Ultimately, this employer decided not to change health plan TPAs. Thus, we began exploring the path of contracting with this telemedicine vendor directly. Our exploration began with the above duck test questions and these responses:

· Yes, the carve-out telemedicine program provides medical benefits.
· Yes, the program is sponsored by the employer. However, it will not be a separate health plan. Just as the prescription drug carve-out platform integrates with the overarching health plan, so will the telemedicine benefit.
· Specific to the ACA market-reform rules: Because, for example, the health plan TPA will receive a claim file from the telemedicine vendor, the HMO and PPO member-level copayments will accrue toward the health plan out-of-pocket limits the same way that prescription drug copayments already accrue. Similarly, via this claim file, the full cost of the telemedicine service will accurately accrue toward the deductibles of the HDHP enrollees, ensuring that the HSAs of these enrollees are not disqualified.

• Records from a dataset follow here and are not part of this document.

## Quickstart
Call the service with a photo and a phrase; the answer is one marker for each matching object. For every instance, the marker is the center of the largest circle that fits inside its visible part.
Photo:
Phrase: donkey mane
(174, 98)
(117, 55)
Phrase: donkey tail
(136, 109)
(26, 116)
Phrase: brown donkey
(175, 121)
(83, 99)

Finally, because the TPA will incorporate the telemedicine benefit design into the health plan document and summary plan description just as prescription drug design is currently incorporated, the various ERISA reporting, documentation and disclosure requirements will continue to be met.

See also: Cutting worker hours to avoid ACA penalties may violate ERISA

However, being conceptually compliant is not the same as being compliant in real life. Structural challenges quickly emerged.

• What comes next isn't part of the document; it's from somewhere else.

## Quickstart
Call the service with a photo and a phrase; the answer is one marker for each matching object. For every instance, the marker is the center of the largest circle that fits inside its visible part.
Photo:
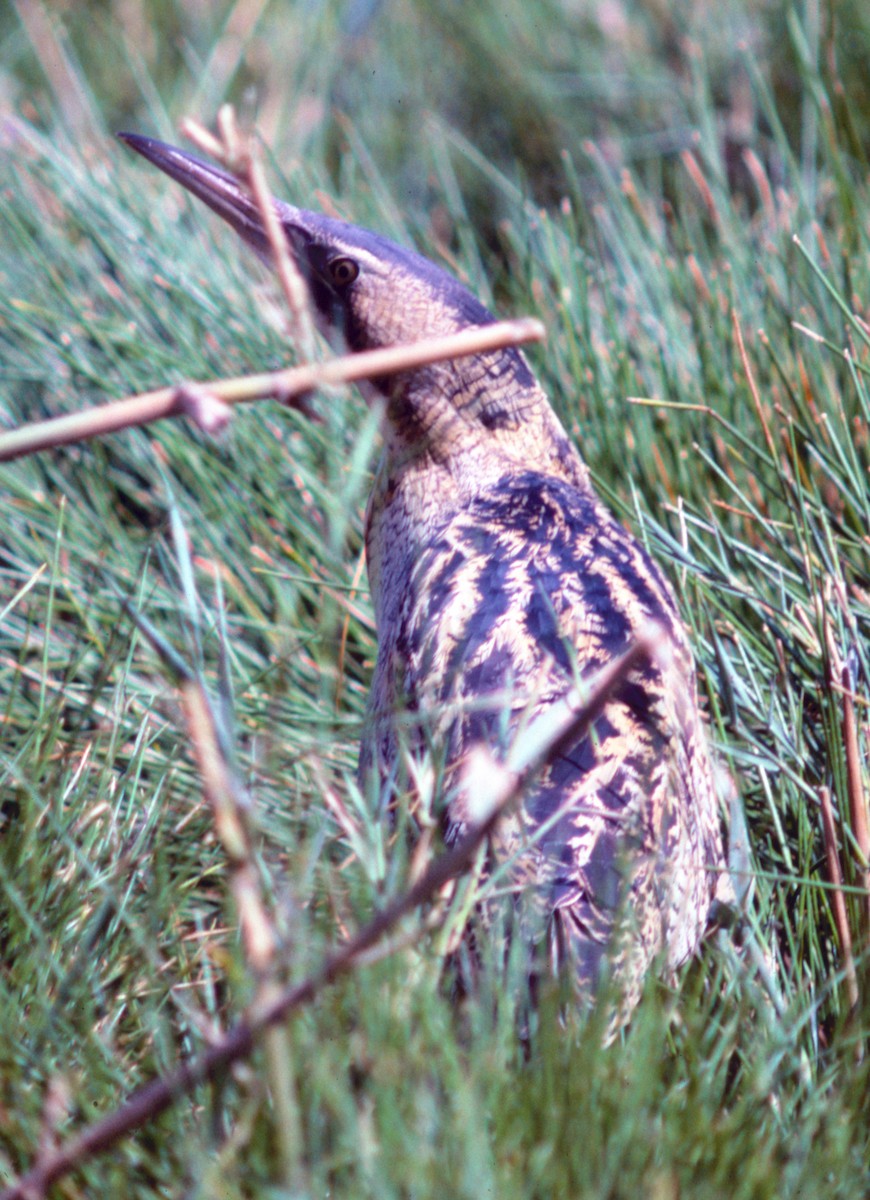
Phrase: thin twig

First, the health plan TPA refused to incorporate the telemedicine benefit design into the health plan document and summary plan description. Because prescription drug benefits are already incorporated, this position was nonsensical. However, as we considered workarounds, including hiring an ERISA attorney to prepare a wrap document, a bigger challenge emerged.

In working through our real-life compliance checklist, the telemedicine vendor confessed that it would not send a claims file to the health plan TPA. Its solution, instead, was to post the explanation of benefits to a website and have the plan participants download and file these documents with the health plan TPA. A potential nightmarish scenario resulting from this circumstance: An employee who reaches the health plan out-of-pocket maximum via medical and prescription drug claims forgets to file these telemedicine EOBs. This inaction causes the employee to spend more out of pocket on health plan expenses than the plan allows. Among various compliance risks that this violation could create is the triggering of the ACA’s 4980D, $100 per-day per-affected individual penalty.

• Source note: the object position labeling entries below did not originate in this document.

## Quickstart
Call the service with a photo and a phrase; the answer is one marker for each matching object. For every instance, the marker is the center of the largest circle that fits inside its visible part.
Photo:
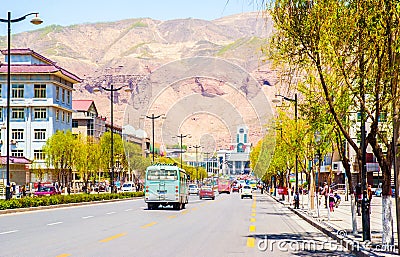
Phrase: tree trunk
(353, 213)
(387, 220)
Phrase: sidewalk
(339, 225)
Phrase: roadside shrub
(31, 201)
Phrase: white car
(193, 189)
(246, 192)
(128, 187)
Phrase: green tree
(349, 51)
(60, 150)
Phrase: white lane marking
(8, 232)
(55, 223)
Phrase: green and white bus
(165, 185)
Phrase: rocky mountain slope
(128, 50)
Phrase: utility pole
(181, 136)
(152, 117)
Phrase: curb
(348, 244)
(56, 206)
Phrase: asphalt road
(227, 226)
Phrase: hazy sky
(70, 12)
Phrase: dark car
(47, 190)
(235, 188)
(206, 192)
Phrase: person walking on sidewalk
(325, 193)
(296, 200)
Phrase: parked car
(378, 192)
(100, 187)
(206, 192)
(193, 189)
(46, 190)
(246, 192)
(128, 187)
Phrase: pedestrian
(23, 190)
(358, 195)
(369, 195)
(331, 198)
(337, 199)
(296, 200)
(325, 192)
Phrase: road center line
(8, 232)
(112, 237)
(149, 225)
(55, 223)
(87, 217)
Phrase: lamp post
(36, 21)
(197, 163)
(295, 118)
(207, 154)
(181, 136)
(152, 117)
(110, 88)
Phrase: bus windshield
(162, 174)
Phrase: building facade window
(40, 91)
(17, 153)
(57, 93)
(17, 113)
(17, 91)
(17, 134)
(39, 155)
(39, 134)
(90, 128)
(40, 113)
(63, 95)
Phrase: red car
(47, 190)
(206, 192)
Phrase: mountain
(133, 48)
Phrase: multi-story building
(236, 160)
(86, 120)
(41, 104)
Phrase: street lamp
(295, 118)
(110, 88)
(197, 163)
(181, 136)
(36, 21)
(152, 117)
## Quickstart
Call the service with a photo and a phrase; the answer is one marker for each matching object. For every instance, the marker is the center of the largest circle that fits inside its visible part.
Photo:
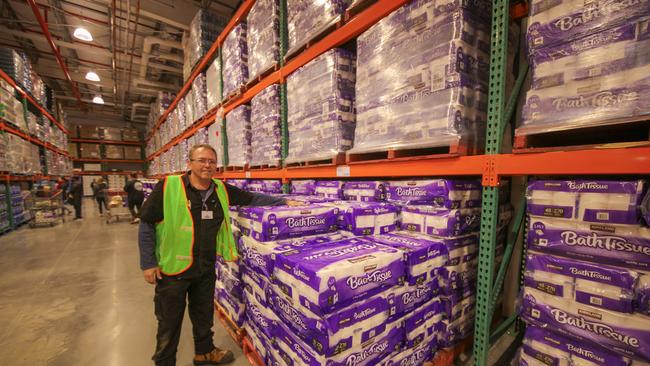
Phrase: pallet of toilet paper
(586, 281)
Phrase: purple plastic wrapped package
(329, 188)
(265, 127)
(260, 256)
(239, 183)
(440, 222)
(420, 325)
(556, 22)
(271, 186)
(619, 245)
(424, 65)
(601, 286)
(364, 191)
(263, 36)
(542, 344)
(608, 202)
(283, 222)
(238, 129)
(304, 187)
(320, 98)
(625, 334)
(330, 276)
(336, 332)
(436, 192)
(422, 255)
(376, 346)
(235, 60)
(307, 19)
(364, 218)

See also: 10 top compliance issues for 2017 benefit planning

A possible solution to this out-of-pocket compliance challenge is eliminating all telemedicine employee cost-sharing. But, that solution walks right into a new challenge: If the telemedicine benefits do not accrue toward the HDHP’s deductible, the HDHP will no longer be qualified. Thus, HDHP enrollees will no longer be eligible to contribute to HSAs.

There is no feasible way to contract with the telemedicine vendor directly, continue to partner with this TPA and keep the health plan in compliance.

However, it turns out that this health plan’s network recently began contracting with certain local behavioral health professionals who now offer telephonic services. In other words, in lieu of traveling to the practitioner’s local office, the patient can simply make a phone appointment.
Conceptually, because the employees and dependents would utilize in-network practitioners via the medical portion of the health plan, all of the above compliance issues are eliminated.

When pressed, the health plan TPA inexplicably said that it cannot administer these network claims either. We suspect that this “cannot” is really a “don’t want to.” I’ll let you know how this story ends. In the meantime, please consider investing 15 minutes to review your benefit programs and determine if your company is sponsoring any health plans posing penalty risks to your company and your employees.